【B】きみのとなり
「ねぇ、ごめんね。
ずっと名前で呼んであげられなくて。
アタシもちゃんと一人の男として嵩継のこと見るから……だから嵩継もアタシをちゃんと女として見て欲しいの。
アタシは肝要だからさ多少のことは拗ねながら耐えるけど、
あんまり放置したら兄貴のことポイってして、他の男のところに行くんだからねっ。
アタシを可愛いって言ってくれるの、嵩継だけじゃ……兄貴だけじゃないんだから……」
精一杯の強がりだってわかってる。
アタシが兄貴以外の男を見つけられるなんて思ってない。
だけど……アタシの強がりが、その言葉をスルスルと吐き出させる。
その夜、アタシは愛車をF峠に残して兄貴の運転するシルエイティーの助手席で峠を下った。

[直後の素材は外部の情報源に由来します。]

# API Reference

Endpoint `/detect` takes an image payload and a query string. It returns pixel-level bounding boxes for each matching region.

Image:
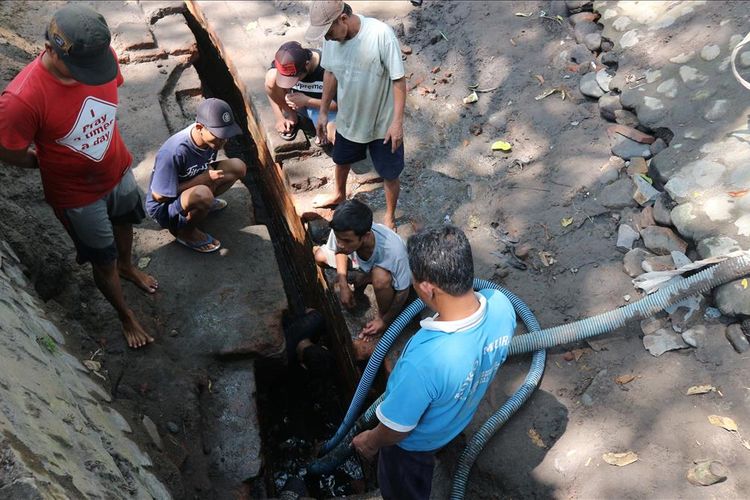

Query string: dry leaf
[539,251,557,267]
[602,451,638,467]
[685,385,716,396]
[492,141,512,151]
[83,359,102,372]
[708,415,738,432]
[727,189,750,198]
[463,92,479,104]
[526,427,547,448]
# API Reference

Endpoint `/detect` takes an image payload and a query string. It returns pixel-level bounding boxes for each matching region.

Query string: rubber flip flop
[279,123,299,141]
[208,198,229,212]
[176,233,221,253]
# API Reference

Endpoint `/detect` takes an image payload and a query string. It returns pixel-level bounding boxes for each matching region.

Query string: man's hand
[383,120,404,153]
[315,111,328,144]
[352,431,378,461]
[208,169,224,182]
[285,92,310,111]
[339,284,356,309]
[358,316,386,341]
[276,117,297,134]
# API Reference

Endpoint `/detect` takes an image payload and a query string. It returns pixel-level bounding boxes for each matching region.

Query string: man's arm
[352,423,409,460]
[336,253,354,308]
[0,146,39,168]
[383,77,406,153]
[265,68,296,132]
[315,70,338,144]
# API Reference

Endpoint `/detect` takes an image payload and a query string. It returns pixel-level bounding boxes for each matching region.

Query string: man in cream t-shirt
[305,0,406,229]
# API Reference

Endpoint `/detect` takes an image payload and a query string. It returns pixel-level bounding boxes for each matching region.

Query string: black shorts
[333,131,404,181]
[378,445,435,500]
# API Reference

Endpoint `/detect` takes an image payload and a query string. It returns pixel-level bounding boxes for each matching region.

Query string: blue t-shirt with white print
[377,290,516,451]
[146,124,216,217]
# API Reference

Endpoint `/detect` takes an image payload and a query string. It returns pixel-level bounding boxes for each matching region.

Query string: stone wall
[0,240,170,499]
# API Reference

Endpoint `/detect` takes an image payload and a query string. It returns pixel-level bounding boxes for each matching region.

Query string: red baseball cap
[274,42,312,89]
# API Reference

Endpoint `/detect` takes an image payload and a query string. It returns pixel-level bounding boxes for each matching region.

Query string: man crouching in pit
[352,225,516,499]
[313,199,411,340]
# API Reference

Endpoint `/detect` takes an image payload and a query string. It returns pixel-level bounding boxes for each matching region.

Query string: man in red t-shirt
[0,4,159,348]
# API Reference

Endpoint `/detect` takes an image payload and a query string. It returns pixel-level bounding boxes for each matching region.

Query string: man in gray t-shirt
[305,0,406,229]
[313,200,411,339]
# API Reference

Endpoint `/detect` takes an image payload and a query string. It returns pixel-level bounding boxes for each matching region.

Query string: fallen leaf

F峠を降りた町で夜食になりそうな時間にもかかわらず、
ファミレスで食事を終える。
っと言ってもメインで食べてるのは、兄貴でアタシはジュースを飲むくらい。
ペロッとハンバーグ定食を平らげた兄貴は、
会計を済ませて再び車を走らせた。
兄貴が車で辿り着いた場所は、予想外のホテル。
車を地下駐車場に停車してフロントで手続きをすると、
案内されたのはめちゃくちゃ豪華な部屋だった。
「兄貴……大丈夫?
ここ、めちゃくちゃ高そうだよ」
そう兄貴のお財布事情を心配してしまう。
「あぁ、オレが選んでたら勿体なくてこんなところ泊まってらんないな。
けど、ここはほれっ」
そういってホテルのマークを見せる兄貴。
そのホテルのマークは、アタシたちが住むマンションにも使われていて……。
「このホテルって徳力の系列ってこと?」
アタシがそう切り替えすと兄貴はポケットの中から伝家の宝刀とばかりに、
一枚のカードを見せた。
徳力の総本家関係者パス。
「飛翔がな、去り際にねじ込んでった。
しかもアイツの甥っ子発行の最強カードと来た。
んで使ってみたら、ここに案内されたと……」
そう言うと兄貴は、キングサイズのベッドへと飛び込んでアタシを抱き寄せた。
そこでアタシは兄貴に初めて抱かれた。
初めて女として兄貴に受け入れて貰えた、そんな気がした。